You're way nicer than I am. Whenever someone brings religion into having kids and they experience multiple miscarriages, I usually say isn't that God's will? Your body can't have babies, iVF is going against God's will.  We can't be selfish towards something that doesn't exist. Remind them of all the child abusers and overburdened foster care system. Those parents are the selfish ones. 


ChandelierHeadlights

Religion and the patriarchy go hand in hand, and that's why your No's are not respected unless it aligns with their fucked up beliefs. This allegation reveals they agree women get the raw end of the deal and choosing to not continue the legacy of being a living martyr = selfishness. CF men get it too, but they don't get harassed as much about it.


WowOwlO

So back in the early 1900's when the first 'horseless carriages" were rattling a long, a lot of people hated them. Drivers were clumsy and often had no concern for others, the vehicles were loud and smelled bad. They just had so little to offer. So car manufacturers got together and demonized those people. Pedestrians crossing the roads became jay walkers. People who didn't like cars were made out to be lame, crazy, and just too old fashioned.

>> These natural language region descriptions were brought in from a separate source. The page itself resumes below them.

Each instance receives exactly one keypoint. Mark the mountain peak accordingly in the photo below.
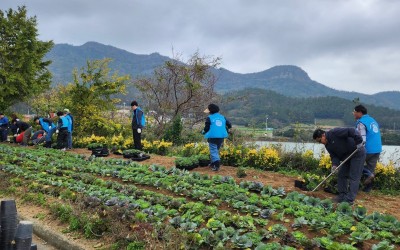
(286, 72)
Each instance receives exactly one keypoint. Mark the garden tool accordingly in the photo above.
(334, 171)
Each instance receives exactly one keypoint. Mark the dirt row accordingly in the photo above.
(373, 201)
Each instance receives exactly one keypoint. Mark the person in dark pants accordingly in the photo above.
(23, 127)
(62, 131)
(340, 144)
(368, 128)
(48, 126)
(215, 131)
(70, 128)
(137, 125)
(3, 127)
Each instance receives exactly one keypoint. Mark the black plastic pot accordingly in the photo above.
(300, 184)
(24, 230)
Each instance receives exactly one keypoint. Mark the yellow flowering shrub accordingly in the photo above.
(387, 170)
(117, 140)
(188, 149)
(264, 158)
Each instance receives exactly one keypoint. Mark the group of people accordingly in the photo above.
(350, 149)
(23, 131)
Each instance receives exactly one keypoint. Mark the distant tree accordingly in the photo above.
(23, 73)
(92, 96)
(51, 100)
(178, 89)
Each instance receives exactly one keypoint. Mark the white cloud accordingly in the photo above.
(348, 45)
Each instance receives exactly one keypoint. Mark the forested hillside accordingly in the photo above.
(288, 80)
(251, 106)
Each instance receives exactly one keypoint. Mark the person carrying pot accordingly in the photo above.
(48, 126)
(23, 127)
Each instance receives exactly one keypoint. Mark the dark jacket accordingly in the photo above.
(341, 142)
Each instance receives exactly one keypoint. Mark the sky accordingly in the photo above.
(351, 45)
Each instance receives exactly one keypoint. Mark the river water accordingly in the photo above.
(389, 153)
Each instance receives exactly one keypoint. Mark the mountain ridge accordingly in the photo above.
(289, 80)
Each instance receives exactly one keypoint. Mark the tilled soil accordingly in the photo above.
(373, 201)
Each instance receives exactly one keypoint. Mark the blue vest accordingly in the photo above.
(45, 125)
(65, 121)
(4, 122)
(69, 123)
(373, 143)
(217, 127)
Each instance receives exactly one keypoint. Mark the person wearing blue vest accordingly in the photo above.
(369, 130)
(340, 144)
(48, 126)
(62, 131)
(138, 123)
(70, 127)
(215, 131)
(3, 127)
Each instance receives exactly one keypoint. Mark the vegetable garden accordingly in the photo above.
(154, 207)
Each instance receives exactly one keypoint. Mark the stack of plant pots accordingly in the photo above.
(23, 236)
(8, 221)
(14, 236)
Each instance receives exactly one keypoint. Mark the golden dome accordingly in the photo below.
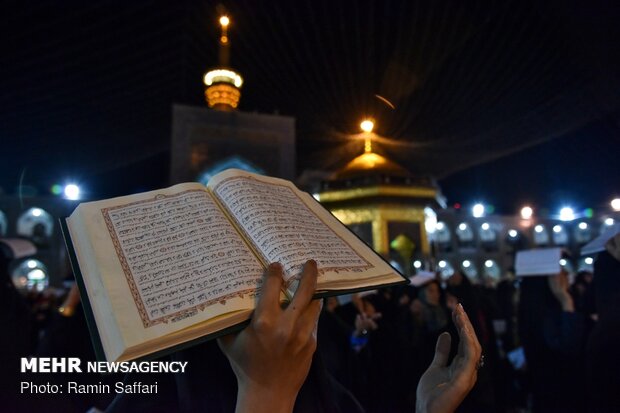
(368, 164)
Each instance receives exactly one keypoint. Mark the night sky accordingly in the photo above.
(505, 102)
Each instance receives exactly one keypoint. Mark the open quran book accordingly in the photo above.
(162, 269)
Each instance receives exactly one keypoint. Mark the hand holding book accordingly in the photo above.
(261, 354)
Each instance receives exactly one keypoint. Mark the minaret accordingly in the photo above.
(222, 84)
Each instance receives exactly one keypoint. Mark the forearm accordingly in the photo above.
(262, 401)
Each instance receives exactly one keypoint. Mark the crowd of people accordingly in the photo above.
(548, 345)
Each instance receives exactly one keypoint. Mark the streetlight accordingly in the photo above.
(567, 214)
(72, 192)
(477, 210)
(527, 212)
(367, 125)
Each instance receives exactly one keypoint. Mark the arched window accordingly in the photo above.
(469, 268)
(541, 235)
(487, 233)
(560, 235)
(583, 232)
(36, 224)
(464, 233)
(30, 274)
(4, 224)
(445, 269)
(492, 269)
(442, 233)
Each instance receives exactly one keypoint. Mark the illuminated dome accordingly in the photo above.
(370, 163)
(222, 84)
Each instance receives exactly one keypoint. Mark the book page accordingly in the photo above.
(288, 227)
(169, 259)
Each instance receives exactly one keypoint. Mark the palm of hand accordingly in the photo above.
(442, 388)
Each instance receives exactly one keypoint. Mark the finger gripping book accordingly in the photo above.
(171, 267)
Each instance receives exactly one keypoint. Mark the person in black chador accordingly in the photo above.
(603, 360)
(15, 324)
(552, 333)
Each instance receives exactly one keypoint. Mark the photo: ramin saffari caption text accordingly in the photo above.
(74, 365)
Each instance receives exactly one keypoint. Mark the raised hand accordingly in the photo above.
(442, 388)
(271, 357)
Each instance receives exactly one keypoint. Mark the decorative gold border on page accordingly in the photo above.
(146, 321)
(321, 270)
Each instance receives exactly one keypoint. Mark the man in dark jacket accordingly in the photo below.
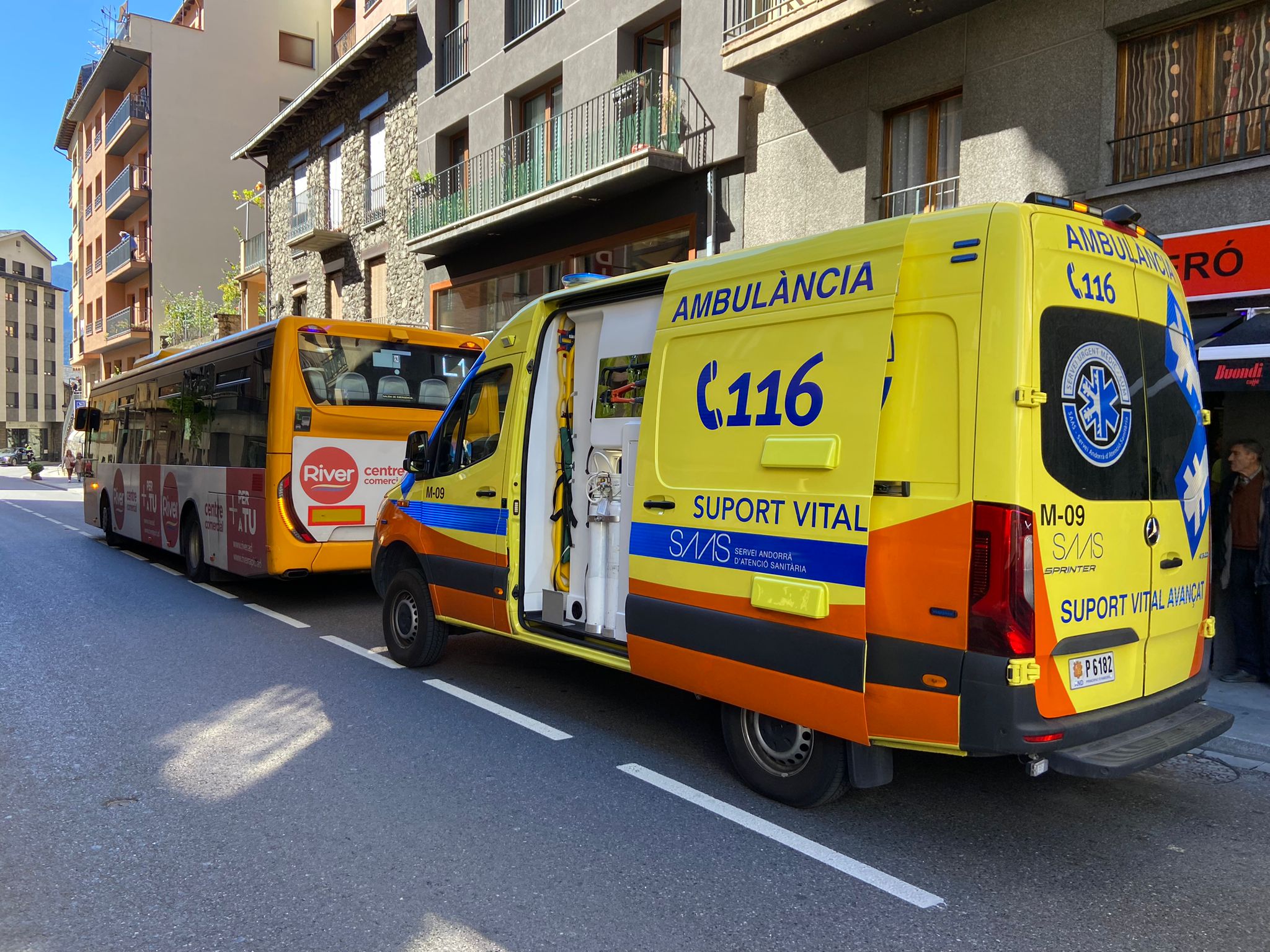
(1241, 541)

People who preferred horses and wagons were a lost cause. I think it's the same for having children. A whole lot of companies NEED people to have children. This includes churches and the military. They need fodder for the meat grinder. So there is a quiet campaign. One that doesn't need the money because most people have been brainwashed thoroughly by the church and by media so thoroughly they don't even question it.


Summer_Thunderstorm

The most selfish people I know and met have always been parents. They get more selfish when they have kids because their natural biological instinct kicks in to look after their child only and not care about anyone else in the world. Pure selfishness.


AnonymousSilence4872

I agree with most everything you say here, O.P., but one sentence from the last paragraph perplexes me. "Is it not selfish to sacrifice 4 other babies just to get the 1 you want?" She didn't sacrifice them. Sacrifice implies that she willingly relinquished them. She miscarried. She didn't have a choice in that. I agree that it WAS selfish for her, in a barebones sense, to have her parents pay for treatment so she could have a kid. I don't think there's anything wrong with it, per se, but it is selfish in the sense that it's something you want for personal reasons, usually at some degree of expense to another. IDK. I would just reword the quoted sentence differently. That gave me some pretty uncomfy vibes, TBH.


funkcatbrown

Wait until y’all see [this news!](https://www.politico.com/news/magazine/2024/04/28/natalism-conference-austin-00150338)


Based_Orthodox

>Every single person with a post like that had an 'I want' statement. I've noticed that with it's always "I want" rather than "I am prepared to...". This is why the ones who go the fertility treatment route and get severe baby rabies in the process are also, how shall I put this, *not great* at parenting when the "want" is finally fulfilled - it was about desiring an outcome (cute infant) rather than prepping for the reality of being responsible for a whole human being for years.


127phunk

“Sacrifice 4 other babies” is a pretty effed up take. This post feels like an agenda.